NATIONAL ACADEMIES III: INTANGIBLES AND MACROECONOMICS
by Mary Adams ~ July 21, 2008.
Permalink | Filed under: Hybrid Vigor, Valuing Intangibles.
More of my observations on the U.S. National Academies conference on Intangible Assets: Measuring and Enhancing Their Contribution to Corporate Value and Economic Growth. and the presentations made that day.
The discussion of the challenges and approaches to macroeconomic measurement of intangibles was greatly strengthened by the presentations of perspectives from not only the U.S., from Carol Corrado, The Conference Board and Brent Moulton, Bureau of Economic Analysis, but also from Jonathan Haskel from Queen Mary College, University of London, and Kyoji Fukao of Hitotsuboshi University and RIETI. I recommend the individual presentations for more detail but thought I would highlight a couple points that struck me.
Corrado pointed out that many of the expenditures in intangibles are co-investments in IT. This emphasizes the role of technology as a catalyst for change in organizations as well as a tool for accomplishing that change. Process improvement, increased employee competencies, improved customer service, are all inter-related. This comment was also interesting in light of Wladawsky-Berger’s presentation based on his experience at IBM on the role of intangibles in business.

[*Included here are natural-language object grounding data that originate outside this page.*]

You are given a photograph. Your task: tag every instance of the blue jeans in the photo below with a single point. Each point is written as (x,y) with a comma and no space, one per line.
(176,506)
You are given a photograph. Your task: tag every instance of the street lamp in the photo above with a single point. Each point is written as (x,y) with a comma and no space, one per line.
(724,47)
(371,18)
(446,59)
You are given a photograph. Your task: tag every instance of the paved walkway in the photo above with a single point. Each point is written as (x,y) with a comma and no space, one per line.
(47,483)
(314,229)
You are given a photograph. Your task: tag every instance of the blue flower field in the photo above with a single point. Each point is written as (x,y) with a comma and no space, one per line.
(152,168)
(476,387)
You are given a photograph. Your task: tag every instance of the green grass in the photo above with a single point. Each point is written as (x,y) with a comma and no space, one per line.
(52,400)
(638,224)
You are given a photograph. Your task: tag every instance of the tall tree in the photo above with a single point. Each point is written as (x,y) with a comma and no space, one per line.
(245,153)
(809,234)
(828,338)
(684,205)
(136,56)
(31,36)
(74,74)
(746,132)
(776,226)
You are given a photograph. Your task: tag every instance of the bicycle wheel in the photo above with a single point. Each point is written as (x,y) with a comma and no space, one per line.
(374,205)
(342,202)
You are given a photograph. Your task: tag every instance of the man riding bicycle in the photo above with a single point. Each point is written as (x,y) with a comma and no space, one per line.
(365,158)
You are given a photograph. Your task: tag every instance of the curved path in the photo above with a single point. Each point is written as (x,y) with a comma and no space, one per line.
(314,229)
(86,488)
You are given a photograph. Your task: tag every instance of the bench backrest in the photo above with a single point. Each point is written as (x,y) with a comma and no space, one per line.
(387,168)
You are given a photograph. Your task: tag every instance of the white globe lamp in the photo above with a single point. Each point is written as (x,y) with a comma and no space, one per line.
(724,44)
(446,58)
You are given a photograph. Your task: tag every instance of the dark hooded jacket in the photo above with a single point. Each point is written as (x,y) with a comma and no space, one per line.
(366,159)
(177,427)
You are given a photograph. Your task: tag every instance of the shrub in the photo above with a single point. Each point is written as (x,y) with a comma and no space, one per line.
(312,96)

Using the approaches developed by Corrado, Hulten and Sichel in 2006 on Intangible Capital and Economic Growth, it appears the intangibles investment in the UK and Japan is much lower than in the U.S. But then Fukao dug into the numbers. He pointed out that one component of the calculation of investment in organizational structure is the CEO’s time commitment to corporate strategy. Data shows that, in the U.S., CEOs spend 20% of their time on strategy (versus 9% in Japan). Further, CEOs in the U.S. earn about 10 times more than their counterparts in Japan. So 20% of U.S. CEO compensation will far outreach 9% of Japanese CEO time.
Another difference in the calculations was in the differing role of formal versus on-the-job training. The U.S. tends to use formal training for employees. Japan relies more heavily on informal training. So the U.S. calculation under-counts Japan’s investment of 9% of the average worker’s time in on-the-job training.
These two factors lead to higher calculation of the U.S. investment in intangibles—but I was left wondering whether the U.S. calculation is valid … Another demonstration of the challenges ahead on measurement of intangibles.